On Sun, Aug 01, 2010 at 12:56:23PM +0100, Jeremy Henty wrote:
If you point dillo at http://www.reddit.com/ you will see many javascript fragments. These come from div elements with an onclick="$(this).vote('<$>votehash</$>', null, event)" attribute. Dillo thinks that the '>' looks suspiciously like an end tag character. It looks ahead, sees the '<' character and decides that its suspicions are correct, so it terminates the tag at the '>', warns of a missing attribute close quote and renders the rest as HTML.
This algorithm may have been effective in the early days of the web but I think it clearly does not work well today. I can't think of a better way of doing the job so I suggest removing it and instead just finding the matching close quote in all cases. Patch attached.

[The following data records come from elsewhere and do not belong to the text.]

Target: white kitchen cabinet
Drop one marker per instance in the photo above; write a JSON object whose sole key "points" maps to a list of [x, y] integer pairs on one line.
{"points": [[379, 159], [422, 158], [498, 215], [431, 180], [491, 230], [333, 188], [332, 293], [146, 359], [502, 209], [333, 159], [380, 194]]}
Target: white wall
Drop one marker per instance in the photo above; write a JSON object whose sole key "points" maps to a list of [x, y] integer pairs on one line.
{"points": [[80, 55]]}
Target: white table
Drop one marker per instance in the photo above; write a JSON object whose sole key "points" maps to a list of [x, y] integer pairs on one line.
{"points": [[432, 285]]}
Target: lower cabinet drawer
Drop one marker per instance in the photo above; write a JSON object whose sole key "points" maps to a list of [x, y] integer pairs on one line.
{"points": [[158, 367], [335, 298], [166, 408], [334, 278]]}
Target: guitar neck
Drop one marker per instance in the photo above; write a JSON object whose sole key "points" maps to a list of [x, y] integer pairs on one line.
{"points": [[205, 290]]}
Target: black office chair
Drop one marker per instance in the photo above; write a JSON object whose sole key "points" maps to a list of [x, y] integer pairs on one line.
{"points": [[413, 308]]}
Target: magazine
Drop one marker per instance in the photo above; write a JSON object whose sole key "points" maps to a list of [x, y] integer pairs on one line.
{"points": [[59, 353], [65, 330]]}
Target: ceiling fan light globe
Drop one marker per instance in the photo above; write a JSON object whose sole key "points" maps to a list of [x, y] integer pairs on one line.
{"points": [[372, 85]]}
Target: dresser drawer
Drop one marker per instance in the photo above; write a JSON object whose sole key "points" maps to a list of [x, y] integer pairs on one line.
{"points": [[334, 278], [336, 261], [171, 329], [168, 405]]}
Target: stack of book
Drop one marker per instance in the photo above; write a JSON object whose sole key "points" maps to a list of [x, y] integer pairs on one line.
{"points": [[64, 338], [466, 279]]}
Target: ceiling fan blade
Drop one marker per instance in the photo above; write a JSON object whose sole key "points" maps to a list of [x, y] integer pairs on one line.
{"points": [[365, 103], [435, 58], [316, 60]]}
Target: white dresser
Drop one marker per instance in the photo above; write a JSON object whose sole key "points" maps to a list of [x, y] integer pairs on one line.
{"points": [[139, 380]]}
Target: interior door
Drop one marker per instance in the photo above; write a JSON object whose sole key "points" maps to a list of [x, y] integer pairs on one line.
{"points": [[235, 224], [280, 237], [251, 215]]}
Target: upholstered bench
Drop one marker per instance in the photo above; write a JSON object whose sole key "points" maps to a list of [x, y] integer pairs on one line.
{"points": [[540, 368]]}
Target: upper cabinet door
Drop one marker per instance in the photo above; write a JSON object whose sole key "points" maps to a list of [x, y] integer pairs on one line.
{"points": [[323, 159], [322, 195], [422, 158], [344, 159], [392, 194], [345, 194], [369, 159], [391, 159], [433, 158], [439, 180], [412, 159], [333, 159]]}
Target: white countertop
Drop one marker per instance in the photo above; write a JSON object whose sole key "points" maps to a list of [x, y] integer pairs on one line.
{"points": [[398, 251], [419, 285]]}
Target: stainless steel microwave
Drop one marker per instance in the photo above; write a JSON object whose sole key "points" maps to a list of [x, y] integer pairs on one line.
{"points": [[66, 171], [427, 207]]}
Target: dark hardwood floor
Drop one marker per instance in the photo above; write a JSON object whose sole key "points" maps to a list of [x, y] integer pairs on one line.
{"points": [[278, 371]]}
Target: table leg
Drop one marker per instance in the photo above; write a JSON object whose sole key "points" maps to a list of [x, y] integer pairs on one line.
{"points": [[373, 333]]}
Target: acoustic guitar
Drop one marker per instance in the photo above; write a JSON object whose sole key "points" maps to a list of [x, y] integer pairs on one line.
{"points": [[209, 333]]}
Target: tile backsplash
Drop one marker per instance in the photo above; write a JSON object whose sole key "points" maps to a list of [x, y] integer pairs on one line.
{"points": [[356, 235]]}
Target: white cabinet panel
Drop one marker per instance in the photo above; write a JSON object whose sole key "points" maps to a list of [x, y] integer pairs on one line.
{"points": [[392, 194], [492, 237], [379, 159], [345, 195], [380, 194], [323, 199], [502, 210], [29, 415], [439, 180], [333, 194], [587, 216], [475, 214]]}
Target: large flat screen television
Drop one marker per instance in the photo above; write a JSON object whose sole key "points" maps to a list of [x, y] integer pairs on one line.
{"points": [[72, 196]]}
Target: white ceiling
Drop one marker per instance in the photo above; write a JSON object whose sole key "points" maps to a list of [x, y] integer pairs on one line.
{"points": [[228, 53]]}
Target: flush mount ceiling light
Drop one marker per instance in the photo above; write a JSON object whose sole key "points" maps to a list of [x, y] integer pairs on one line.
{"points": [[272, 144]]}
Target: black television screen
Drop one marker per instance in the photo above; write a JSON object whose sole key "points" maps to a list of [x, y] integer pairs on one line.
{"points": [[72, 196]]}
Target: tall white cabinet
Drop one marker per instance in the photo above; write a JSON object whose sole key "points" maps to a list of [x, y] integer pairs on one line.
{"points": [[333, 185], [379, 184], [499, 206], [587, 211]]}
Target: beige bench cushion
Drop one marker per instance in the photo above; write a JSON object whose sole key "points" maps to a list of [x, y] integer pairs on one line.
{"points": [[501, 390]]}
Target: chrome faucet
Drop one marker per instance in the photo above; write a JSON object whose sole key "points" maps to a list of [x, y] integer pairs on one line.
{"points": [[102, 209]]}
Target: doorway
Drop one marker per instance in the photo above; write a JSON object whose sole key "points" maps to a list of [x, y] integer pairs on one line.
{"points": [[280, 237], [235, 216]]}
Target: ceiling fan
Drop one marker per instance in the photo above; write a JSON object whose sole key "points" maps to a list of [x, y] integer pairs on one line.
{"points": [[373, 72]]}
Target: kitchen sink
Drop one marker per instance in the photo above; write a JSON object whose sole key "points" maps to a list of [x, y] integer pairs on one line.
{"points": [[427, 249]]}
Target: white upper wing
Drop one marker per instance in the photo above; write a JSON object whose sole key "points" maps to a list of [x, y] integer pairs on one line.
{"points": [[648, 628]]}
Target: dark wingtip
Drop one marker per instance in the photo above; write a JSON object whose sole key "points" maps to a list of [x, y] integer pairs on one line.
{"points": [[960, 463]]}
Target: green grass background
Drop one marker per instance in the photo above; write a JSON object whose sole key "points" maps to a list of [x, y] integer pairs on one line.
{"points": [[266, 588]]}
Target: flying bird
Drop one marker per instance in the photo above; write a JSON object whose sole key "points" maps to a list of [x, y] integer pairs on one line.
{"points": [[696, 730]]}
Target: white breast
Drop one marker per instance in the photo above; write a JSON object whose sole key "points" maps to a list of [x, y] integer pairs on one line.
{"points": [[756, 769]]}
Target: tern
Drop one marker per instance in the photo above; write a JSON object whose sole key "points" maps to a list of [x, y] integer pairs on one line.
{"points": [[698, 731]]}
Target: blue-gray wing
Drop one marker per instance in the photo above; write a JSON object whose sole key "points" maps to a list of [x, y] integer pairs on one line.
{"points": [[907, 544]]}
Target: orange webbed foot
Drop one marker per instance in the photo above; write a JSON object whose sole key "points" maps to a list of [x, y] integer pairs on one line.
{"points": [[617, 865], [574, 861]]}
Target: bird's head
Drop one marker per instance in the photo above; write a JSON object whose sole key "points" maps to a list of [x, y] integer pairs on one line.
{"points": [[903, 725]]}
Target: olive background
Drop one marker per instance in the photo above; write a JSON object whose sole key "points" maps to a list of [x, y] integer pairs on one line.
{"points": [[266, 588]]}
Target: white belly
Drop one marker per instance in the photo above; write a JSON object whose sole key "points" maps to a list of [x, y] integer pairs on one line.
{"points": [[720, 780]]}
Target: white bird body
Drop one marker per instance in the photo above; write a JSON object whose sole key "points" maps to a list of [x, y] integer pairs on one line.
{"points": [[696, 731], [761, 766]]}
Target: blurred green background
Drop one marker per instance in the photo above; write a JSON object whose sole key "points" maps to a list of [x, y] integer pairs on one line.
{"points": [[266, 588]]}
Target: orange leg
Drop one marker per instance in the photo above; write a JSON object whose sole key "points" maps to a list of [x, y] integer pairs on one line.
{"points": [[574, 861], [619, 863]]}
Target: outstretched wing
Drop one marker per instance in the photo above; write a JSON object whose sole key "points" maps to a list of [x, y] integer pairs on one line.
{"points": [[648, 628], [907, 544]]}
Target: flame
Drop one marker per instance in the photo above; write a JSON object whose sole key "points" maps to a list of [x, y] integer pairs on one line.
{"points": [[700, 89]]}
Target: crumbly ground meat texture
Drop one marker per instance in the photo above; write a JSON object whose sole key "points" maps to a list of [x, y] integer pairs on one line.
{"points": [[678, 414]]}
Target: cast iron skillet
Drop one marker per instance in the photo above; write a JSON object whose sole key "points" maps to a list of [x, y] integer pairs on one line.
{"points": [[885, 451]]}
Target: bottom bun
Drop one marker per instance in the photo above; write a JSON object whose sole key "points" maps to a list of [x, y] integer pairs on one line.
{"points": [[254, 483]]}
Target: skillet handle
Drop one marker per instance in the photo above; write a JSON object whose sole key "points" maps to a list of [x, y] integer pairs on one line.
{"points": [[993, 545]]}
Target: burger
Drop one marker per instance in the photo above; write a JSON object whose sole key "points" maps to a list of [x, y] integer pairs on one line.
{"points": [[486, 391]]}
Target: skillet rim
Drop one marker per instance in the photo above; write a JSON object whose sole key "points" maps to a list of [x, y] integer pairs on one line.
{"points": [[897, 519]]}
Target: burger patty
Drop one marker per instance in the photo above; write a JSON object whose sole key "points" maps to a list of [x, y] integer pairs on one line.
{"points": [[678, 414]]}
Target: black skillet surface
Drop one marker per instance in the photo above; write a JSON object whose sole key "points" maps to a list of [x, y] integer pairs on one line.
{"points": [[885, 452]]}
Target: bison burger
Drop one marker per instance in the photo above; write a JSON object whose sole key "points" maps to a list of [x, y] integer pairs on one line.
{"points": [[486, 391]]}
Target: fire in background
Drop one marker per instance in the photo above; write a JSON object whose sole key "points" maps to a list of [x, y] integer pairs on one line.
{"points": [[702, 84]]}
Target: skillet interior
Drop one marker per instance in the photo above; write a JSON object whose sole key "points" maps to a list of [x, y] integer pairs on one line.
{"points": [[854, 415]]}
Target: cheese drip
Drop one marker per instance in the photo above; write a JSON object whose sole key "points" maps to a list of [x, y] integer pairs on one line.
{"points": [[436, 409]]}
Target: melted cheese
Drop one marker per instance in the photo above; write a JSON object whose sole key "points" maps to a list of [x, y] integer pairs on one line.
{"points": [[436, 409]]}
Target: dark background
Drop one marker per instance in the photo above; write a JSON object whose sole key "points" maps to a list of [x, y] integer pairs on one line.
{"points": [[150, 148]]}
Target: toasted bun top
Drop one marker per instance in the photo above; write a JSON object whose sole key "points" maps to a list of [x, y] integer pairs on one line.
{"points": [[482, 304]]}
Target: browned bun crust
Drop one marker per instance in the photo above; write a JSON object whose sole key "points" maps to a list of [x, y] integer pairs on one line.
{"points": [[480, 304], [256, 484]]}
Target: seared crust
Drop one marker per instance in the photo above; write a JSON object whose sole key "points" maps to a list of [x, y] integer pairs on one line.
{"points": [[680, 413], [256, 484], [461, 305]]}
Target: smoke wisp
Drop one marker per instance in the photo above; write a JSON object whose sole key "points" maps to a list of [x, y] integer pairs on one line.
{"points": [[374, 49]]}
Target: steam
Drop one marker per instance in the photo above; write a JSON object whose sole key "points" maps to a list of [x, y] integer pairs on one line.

Effectively, this is a problem. Unfortunately the final-quote approach creates more trouble than it seems. See doc/HtmlParser.txt for an explanation. A simple heuristic that can tackle both cases equally well, would certainly be appreciated. For instance, if there's a missing quote (according to current heuristics), and there's an unmatched '(' in the atribute value, we may try to look for a matching ')' in the vicinity, and if found, look for the closing quote afterwards. If found, we can change the first decision. This approach has low testing cost (O(n) in case of missing quote), and may help discriminate both cases: real missing quote and scripting language. -- Cheers Jorge.-